LAMEZIA TERME – È calato il sipario sul processo “Elettroshock” dal nome in codice dell’operazione che nell’agosto del 2007 portò all’arresto di alcuni medici e paramedici accusati a vario titolo di aver commesso violenze su alcune donne ricoverato nel reparto di psichiatria dell’ospedale.
Dopo la condanna emessa dal giudice dell’udienza preliminare Barbara Borelli, nei confronti di sette delle nove persone coinvolte nella inchiesta e che scelsero il rito abbreviato, ieri nell’aula del tribunale penale lametino è stata emessa la sentenza di condanna nei confronti delle altre due persone coinvolte nell’inchiesta che hanno scelto il dibattimento.
Al termine di numerose udienze e dopo circa un’ora di camera di consiglio, finite le arringhe degli avvocati della difesa e di parte civile, il collegio presieduto da Giuseppe Spadaro, e composto dai giudici Angelina Silvestri e Carmine De Rose, ha emesso il verdetto di condannata nei confronti dei due imputati.
Franco Pino, accusato di avere costretto una paziente a subire un rapporto sessuale e completo, e Francesco Scarfò, imputato di favoreggiamento e di aver palpeggiato il seno ad una paziente mentre era ricoverata nel reparto di psichiatria dell’ospedale.
Pino difeso dall’avvocato Gregorio Barbo del foro di Cosenza , è stato condannato a 7 anni di reclusione, Scarfò difeso da Antonio Torcasio del foro lametino, ha subito una condanna a 5 anni e 3 mesi di reclusione.
A quest’ultimo sono state riconosciute delle attenuanti. Entrambi inoltre sono stati condannati all’interdizione perpetuata dai pubblici uffici e dal prestare servizio in strutture specializzate nella tutela della salute.
Pino è stato condannato anche al risarcimento dei danni di una paziente che si è costituita parte civile e che avrebbe subito delle violenze dall’imputato. La donna era difesa dall’avvocato Leopoldo Marchese.
Nella penultima udienza l’accusa aveva chiesto una condanna a 9 anni di reclusione per Pino e 6 anni e cinque mesi per Scarfò. Nell’udienza di ieri gli avvocati della difesa hanno cercato di ribaltare le tesi dell’accusa puntando sull’inattendibilità e la non credibilità delle parti offese che avrebbero, a giudizio della difesa, riferito fatti non rispendenti alla verità e quantomeno contradditori.
Un dato che sarebbe emerso durante la verifica dibattimentale ad opera di un teste che ha dichiarato fra l’altro che una delle vittime sarebbe rimasta incinta ad opera di un magistrato.

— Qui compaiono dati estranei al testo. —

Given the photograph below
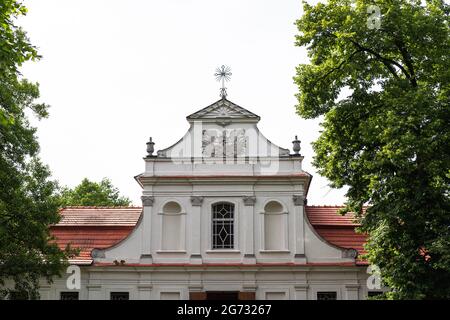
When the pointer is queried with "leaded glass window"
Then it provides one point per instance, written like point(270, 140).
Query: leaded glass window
point(328, 295)
point(223, 225)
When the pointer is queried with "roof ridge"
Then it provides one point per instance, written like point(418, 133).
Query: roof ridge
point(100, 207)
point(326, 206)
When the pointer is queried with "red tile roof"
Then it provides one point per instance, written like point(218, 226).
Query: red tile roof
point(335, 228)
point(328, 216)
point(100, 216)
point(101, 227)
point(87, 228)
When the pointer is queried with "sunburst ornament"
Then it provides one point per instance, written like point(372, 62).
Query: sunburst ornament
point(223, 74)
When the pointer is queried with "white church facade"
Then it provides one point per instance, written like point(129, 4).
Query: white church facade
point(223, 217)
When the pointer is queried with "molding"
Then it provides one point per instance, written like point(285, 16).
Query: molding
point(249, 287)
point(195, 288)
point(249, 201)
point(171, 251)
point(147, 201)
point(196, 201)
point(225, 251)
point(143, 286)
point(94, 286)
point(299, 200)
point(350, 253)
point(275, 251)
point(301, 287)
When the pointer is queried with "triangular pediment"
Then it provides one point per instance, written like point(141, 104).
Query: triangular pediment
point(223, 109)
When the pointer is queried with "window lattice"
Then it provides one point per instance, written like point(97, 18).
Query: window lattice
point(223, 226)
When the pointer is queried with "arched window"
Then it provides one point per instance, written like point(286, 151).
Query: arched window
point(171, 227)
point(275, 226)
point(223, 225)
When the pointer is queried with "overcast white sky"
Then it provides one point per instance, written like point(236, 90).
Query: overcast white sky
point(117, 72)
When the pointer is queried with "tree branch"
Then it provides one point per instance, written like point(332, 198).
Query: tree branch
point(338, 67)
point(386, 61)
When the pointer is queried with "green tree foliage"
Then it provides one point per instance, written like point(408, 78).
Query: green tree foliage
point(388, 140)
point(28, 204)
point(89, 193)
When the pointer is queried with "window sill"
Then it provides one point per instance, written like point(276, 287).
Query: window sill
point(223, 251)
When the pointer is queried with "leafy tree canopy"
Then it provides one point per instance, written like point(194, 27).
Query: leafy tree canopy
point(89, 193)
point(28, 204)
point(388, 139)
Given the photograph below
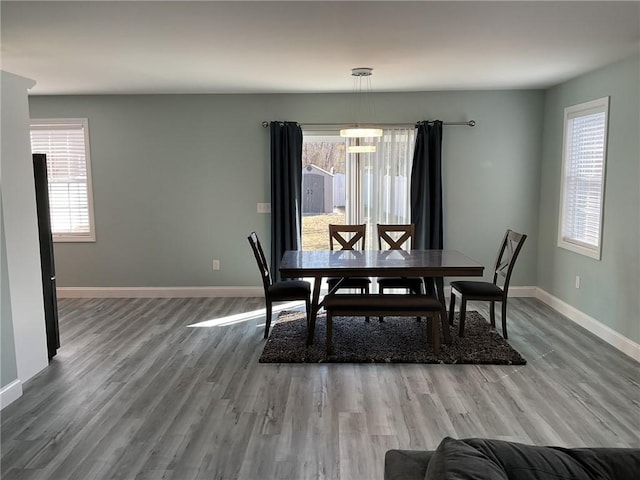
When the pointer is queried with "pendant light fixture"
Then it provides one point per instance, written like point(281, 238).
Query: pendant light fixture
point(362, 130)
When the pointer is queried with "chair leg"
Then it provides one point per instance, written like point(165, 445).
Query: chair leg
point(329, 333)
point(267, 324)
point(434, 326)
point(417, 291)
point(307, 303)
point(444, 326)
point(492, 314)
point(504, 318)
point(366, 292)
point(463, 310)
point(452, 307)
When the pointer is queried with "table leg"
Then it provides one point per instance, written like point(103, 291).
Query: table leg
point(315, 301)
point(439, 281)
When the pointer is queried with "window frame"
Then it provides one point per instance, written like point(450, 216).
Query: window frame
point(600, 105)
point(71, 237)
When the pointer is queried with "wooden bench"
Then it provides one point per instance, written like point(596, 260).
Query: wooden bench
point(389, 305)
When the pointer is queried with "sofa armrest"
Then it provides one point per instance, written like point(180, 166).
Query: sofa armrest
point(406, 464)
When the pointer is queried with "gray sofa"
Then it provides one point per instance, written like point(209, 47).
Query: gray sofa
point(485, 459)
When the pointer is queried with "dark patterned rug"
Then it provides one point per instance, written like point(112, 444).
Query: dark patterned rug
point(396, 340)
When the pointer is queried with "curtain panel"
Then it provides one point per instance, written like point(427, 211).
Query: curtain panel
point(426, 186)
point(286, 194)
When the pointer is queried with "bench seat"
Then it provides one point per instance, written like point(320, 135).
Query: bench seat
point(389, 305)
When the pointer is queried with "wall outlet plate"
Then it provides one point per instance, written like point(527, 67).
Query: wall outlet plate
point(264, 208)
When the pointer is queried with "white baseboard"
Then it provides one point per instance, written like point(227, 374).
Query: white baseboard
point(158, 292)
point(602, 331)
point(10, 393)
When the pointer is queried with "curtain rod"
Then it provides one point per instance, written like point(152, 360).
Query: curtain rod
point(470, 123)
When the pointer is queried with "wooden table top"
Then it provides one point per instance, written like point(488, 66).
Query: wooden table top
point(378, 263)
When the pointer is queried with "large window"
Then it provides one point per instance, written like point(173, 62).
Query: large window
point(66, 144)
point(340, 186)
point(583, 176)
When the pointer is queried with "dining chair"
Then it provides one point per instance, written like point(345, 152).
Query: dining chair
point(348, 237)
point(278, 291)
point(398, 237)
point(490, 291)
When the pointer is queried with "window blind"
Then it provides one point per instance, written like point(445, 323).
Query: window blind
point(68, 176)
point(583, 181)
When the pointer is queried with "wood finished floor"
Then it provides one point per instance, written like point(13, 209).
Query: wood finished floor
point(135, 393)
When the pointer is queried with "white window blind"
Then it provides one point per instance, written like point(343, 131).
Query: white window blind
point(65, 142)
point(585, 140)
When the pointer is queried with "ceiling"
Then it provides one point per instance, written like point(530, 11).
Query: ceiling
point(146, 47)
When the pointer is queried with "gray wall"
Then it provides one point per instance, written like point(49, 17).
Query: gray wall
point(176, 178)
point(8, 366)
point(610, 288)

Dati che la difesa ha definito contraddittori perché le vittime nel corso del dibattimento avrebbero riferito dieci verità diverse.
Linee difensive che non hanno convinto il collegio giudicante che ha accolto la tesi dell’accusa sostenuta dal sostituito procuratore Maria Alessandra Ruberto, che nella replica finale si è concentrata proprio sull’attendibilità delle vittime, che pur trovandosi in una condizione psicologia fragile hanno raccontato i fatti con estrema lucidità.
L’inchiesta fu battezzata “Elettroshock” dagli agenti del commissariato di via Perugini, ed inizialmente finirono agli arresti soltanto tre persone: Domenico Casalinuovo, Giuseppe Masi e Pino Franco. Era la vigilia di Ferragosto del 2007. Poi nella fase successiva furono coinvolte altre sei persone. Le indagini furono coordinate dal sostituto procuratore Maria Alessandra Ruberto.
Gli investigatori della polizia di Stato misero insieme diversi elementi probatori, comprese le dichiarazioni accusatorie rese dalle persone offese, la cui attendibilità venne accertata con un’apposita consulenza psichiatrica; ma anche attraverso l’acquisizione di tabulati telefonici, intercettazioni ambientali, documenti ospedalieri sugli orari di servizio degli indagati, e dichiarazioni incrociate di persone informate sui fatti.
Diverse le imputazioni che furono contestate a vario titolo: dalla violenza sessuale pluriaggravata, alla somministrazione alle vittime (quattro delle quali tra i 20 e i 30 anni) di sostanze psicotrope non prescritte, alla violenza psicologica, minacce e favoreggiamento. Sarebbero state 19 le giovani pazienti che avrebbero subito violenze e molestie sessuali nel reparto ospedaliero di psichiatria.